Lord of the Rings Gandalf the Great in Moria.

Yet Edwards says that the molecules were at first anchored directly to the mineral surface, and a "boundary layer" would have protected the molecules bound to the pyrite. "In any situation where a liquid or gas flows by a solid body, the speed of the flow falls off progressively the closer you get to the body," he says. The boundary layer is the space where the speed of flow drops to zero.

"In the origins of life situation, the point is that even under quite wavy conditions, the boundary layer would have protected the developing biomolecules from being washed away," says Edwards.

If lipids were generated, these also would have prevented the molecules from washing away. "Hydrophobic molecules would have preferentially adhered to the mineral surface rather than diffused away," says Edwards. "Think of how hard it is to clean up submerged rocks after an oil spill."

Tributsch adds that when modern bacteria interact with metal sulfides, slimy organic biofilms cover the sulfide surface.
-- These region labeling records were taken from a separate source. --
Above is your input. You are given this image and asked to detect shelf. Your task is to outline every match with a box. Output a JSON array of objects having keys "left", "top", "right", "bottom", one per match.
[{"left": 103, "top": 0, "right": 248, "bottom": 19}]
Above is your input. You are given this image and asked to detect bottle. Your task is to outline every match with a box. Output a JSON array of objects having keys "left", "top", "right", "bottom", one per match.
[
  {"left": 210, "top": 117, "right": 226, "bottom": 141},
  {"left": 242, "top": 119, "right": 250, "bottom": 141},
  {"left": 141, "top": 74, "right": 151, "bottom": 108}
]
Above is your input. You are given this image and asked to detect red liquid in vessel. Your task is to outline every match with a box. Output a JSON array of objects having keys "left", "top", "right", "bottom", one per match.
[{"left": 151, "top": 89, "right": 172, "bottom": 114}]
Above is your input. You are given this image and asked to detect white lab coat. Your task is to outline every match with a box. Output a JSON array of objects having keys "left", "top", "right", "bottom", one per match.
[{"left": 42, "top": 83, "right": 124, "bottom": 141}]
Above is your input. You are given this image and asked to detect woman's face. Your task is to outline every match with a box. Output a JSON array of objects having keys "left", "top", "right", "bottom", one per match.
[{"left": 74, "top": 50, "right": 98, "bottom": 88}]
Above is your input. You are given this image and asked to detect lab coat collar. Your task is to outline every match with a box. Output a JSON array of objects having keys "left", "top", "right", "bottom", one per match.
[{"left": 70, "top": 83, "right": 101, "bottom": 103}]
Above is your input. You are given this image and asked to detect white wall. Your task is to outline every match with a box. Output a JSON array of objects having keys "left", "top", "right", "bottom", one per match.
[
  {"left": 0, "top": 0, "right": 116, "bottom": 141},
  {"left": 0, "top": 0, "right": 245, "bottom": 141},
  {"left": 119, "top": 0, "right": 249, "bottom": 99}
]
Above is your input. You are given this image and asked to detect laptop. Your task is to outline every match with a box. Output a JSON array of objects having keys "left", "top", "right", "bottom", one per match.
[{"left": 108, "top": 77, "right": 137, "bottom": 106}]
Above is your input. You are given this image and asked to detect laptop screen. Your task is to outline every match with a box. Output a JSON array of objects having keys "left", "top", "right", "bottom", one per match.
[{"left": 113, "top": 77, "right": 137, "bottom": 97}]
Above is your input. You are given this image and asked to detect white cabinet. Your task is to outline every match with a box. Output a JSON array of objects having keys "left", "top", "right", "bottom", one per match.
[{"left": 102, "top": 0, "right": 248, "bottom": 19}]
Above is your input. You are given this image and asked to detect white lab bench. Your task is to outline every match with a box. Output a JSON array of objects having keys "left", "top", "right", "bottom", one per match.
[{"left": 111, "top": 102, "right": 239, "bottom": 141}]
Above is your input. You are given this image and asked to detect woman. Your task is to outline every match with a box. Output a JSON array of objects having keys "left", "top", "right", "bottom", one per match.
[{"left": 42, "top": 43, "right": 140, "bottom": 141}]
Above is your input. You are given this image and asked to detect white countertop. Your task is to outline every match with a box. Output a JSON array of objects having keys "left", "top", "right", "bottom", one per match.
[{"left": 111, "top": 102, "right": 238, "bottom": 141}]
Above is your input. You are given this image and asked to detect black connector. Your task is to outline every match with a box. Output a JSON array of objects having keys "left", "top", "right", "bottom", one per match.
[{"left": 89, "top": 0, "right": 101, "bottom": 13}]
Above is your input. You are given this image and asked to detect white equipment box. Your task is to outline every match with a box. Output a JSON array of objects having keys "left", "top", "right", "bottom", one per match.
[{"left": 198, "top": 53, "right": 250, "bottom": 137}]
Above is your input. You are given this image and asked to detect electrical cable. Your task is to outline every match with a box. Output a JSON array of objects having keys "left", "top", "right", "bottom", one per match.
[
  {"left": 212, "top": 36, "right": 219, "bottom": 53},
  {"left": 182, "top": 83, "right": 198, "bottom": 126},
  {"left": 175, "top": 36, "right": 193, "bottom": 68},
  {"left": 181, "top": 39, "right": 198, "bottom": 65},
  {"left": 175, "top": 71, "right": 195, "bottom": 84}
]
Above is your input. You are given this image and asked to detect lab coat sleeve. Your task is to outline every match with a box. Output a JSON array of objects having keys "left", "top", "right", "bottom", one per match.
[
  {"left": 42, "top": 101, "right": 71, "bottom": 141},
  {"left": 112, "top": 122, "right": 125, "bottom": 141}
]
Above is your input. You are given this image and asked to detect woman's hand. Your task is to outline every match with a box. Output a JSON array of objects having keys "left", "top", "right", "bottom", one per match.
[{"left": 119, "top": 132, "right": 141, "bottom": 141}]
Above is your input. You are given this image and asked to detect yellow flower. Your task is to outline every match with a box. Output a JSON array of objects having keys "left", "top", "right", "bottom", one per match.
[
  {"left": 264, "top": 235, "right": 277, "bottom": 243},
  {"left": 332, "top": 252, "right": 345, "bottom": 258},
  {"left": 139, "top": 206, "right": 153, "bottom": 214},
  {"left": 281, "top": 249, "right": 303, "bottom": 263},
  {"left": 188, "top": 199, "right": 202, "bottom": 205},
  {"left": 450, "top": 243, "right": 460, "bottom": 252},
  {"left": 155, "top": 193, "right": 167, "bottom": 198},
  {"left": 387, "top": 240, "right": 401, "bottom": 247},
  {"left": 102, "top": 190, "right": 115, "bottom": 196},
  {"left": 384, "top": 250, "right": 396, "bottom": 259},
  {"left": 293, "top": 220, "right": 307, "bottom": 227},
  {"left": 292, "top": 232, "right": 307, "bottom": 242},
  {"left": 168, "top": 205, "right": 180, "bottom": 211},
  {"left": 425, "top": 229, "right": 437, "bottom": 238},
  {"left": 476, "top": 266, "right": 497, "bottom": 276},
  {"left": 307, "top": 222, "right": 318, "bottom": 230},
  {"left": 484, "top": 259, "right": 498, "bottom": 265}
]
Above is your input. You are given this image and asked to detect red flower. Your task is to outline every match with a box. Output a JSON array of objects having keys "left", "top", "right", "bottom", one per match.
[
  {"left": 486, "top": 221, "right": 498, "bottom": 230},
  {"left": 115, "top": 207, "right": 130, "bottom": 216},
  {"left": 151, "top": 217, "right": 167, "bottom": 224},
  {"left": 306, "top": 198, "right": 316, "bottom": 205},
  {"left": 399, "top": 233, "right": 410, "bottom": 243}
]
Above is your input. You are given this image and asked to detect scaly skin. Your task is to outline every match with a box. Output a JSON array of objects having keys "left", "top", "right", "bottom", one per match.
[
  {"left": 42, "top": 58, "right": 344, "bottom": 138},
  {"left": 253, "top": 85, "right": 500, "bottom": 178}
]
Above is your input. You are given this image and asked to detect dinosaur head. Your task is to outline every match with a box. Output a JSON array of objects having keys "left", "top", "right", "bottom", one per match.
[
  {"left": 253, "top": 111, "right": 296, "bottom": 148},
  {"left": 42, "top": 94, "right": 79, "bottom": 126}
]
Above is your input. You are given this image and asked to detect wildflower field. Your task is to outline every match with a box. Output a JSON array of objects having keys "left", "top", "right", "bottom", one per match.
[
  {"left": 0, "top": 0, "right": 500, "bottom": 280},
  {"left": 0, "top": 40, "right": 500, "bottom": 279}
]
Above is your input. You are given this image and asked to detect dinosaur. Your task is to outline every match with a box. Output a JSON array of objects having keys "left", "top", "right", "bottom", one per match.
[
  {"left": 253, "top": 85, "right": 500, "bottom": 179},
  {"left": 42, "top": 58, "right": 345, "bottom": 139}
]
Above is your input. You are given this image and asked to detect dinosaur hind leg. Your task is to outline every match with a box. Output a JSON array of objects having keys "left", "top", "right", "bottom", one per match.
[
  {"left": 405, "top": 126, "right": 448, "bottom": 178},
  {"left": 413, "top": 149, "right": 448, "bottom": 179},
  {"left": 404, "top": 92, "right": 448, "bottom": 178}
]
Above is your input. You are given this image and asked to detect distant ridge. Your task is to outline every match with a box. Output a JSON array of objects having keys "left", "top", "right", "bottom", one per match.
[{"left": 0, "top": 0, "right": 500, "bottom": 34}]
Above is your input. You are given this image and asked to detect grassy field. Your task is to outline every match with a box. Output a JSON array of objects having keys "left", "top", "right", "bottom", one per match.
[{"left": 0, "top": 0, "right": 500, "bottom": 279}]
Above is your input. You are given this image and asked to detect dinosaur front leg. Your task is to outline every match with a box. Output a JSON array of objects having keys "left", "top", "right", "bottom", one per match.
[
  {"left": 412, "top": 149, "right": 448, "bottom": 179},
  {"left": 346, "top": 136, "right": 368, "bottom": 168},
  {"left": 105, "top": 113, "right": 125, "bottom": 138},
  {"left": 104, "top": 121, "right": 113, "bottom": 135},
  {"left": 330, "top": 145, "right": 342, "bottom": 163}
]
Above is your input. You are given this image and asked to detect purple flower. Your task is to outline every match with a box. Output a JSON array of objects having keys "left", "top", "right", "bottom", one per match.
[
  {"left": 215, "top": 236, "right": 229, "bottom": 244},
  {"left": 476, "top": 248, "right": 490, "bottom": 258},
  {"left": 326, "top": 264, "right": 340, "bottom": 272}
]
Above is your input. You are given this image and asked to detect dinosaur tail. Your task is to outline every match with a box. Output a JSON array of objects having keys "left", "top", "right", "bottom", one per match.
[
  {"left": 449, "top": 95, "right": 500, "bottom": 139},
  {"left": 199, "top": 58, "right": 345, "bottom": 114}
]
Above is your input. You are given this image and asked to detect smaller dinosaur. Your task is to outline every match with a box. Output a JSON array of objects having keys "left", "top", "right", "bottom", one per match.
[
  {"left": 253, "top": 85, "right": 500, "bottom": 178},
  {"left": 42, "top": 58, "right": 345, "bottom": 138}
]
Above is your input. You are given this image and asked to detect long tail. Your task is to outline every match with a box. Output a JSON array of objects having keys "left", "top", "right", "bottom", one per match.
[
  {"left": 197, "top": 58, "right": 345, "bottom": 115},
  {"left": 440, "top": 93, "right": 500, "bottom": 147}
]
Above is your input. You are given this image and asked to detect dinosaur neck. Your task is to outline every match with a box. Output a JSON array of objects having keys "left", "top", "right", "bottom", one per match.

He says these films, which are not easily dissolved by water, form through molecular interactions between organic molecules. Chemicals bound within these films diffuse very slowly into water, yet inorganic nutrients such as phosphate can penetrate the films.

"Such an organic film may be imagined as a reaction phase, confining chemicals and supporting organic evolution on pyrite," says Tributsch.

While many scientists favor hydrothermal vents as the location for life’s origin, the work of Tributsch and Edwards suggests life also could have originated closer to the ocean’s surface. Could the clues found in the Mines of Murgul point to a final answer? Perhaps only Gandalf would know for sure.